Some Interesting (& lesser known) Italian Grapes

Nothing says interesting like Italian grape varieties, and these two are no exception with some new offerings brought in that are actually quite perfect for “patio” whites and all this hot summer weather we’ve been having!

Bombino bianco is most well known from Puglia, although it can also be grown in the regions of Marche, Lazio, Sardinia, Umbria, Campania, and where today’s featured wine is from; Emilia-Romagna. But there’s also a bit of a conundrum with this grape…is it called pagadebit, or mostosa, and better yet, the Pagadebit di Romagna wine is made with…what exactly? We certainly know that bombino bianco is a distinct grape variety, but this mostosa…is it the same grape as pagadebit? But wait a minute…I thought pagadebit was bombino bianco?

Ian D’Agata in his book Native Grapes of Italy states:…”at our present state of knowledge, we can say that mostosa is empibotte, but not bombino bianco. It is also likely to be pagadebit.”
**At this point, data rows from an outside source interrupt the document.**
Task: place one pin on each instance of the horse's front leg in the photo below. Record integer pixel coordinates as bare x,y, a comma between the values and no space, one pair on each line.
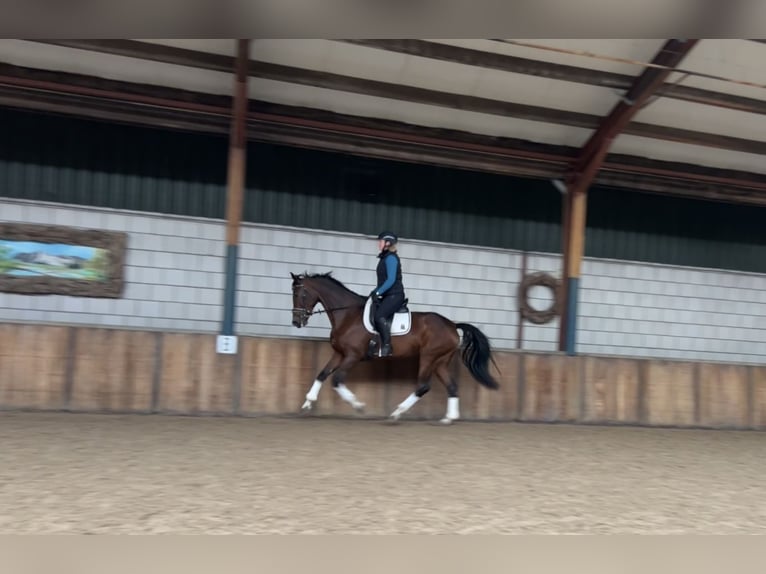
338,382
328,369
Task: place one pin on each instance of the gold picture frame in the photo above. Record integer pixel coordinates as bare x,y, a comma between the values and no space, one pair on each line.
58,260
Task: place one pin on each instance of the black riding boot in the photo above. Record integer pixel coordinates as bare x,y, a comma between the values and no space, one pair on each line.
384,329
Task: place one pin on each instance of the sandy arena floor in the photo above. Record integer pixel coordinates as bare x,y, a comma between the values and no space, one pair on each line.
65,473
All of these weird and wonderful grapes are called such for a reason: the grape name empibotte, means “fill the barrels, and pagadebit means “pay the debt”. Called such, because even during bad weather years, the grape is so productive that farmers count on this wine to pay off some debt! Light and refreshing, and only 12% abv, it makes it easy to sip this wine on the patio. Great lemony citrus aromas and flavours along with stony minerality and herbaceous notes of thyme and rosemary. Some added sauvignon blanc boosts the acidity! It’s not meant to be super complicated, this wine is both easy on the palate AND on the budget! Only $21 CAD on my shelf!

Orvieto is the famous white wine from Umbria typically made with grechetto, but only part of it. This grape also suffers from being hard to identify. The grechetto we speak of is Grechetto di Orvieto, however, some of these vines planted in Umbria just might be pignoletto, another native of both Umbria and Emilia-Romagna. And, it is almost always a blend, the wine being a mixture of both Grechetto di Orvieto and Grechetto di Todi.

This particular wine is a blend, but perhaps not what one might think. This is a blend of 50% grechetto, 20% sauvignon blanc, 20% vermentino and 10% procanico! Most people think of Orvieto as being semi-sweet or ambabile, but this one is most certainly not. Perhaps just a touch of sweetness on the tip of the tongue, that would be barely perceptible, and only to the most seasoned of tasters. But very refreshing with aromas and flavours of lemon, chamomile, and notes of blossom. Great high, zesty acidity that cleanses your palate and leaves you wanting another sip! A great wine for sipping on the patio, and the price too, is $21 CAD on the shelf!

Confusing? I know the geeky stuff might be too much, but concentrate on the taste profile (AND the price) and you’ll definitely want a bottle or two of these wines! Salute!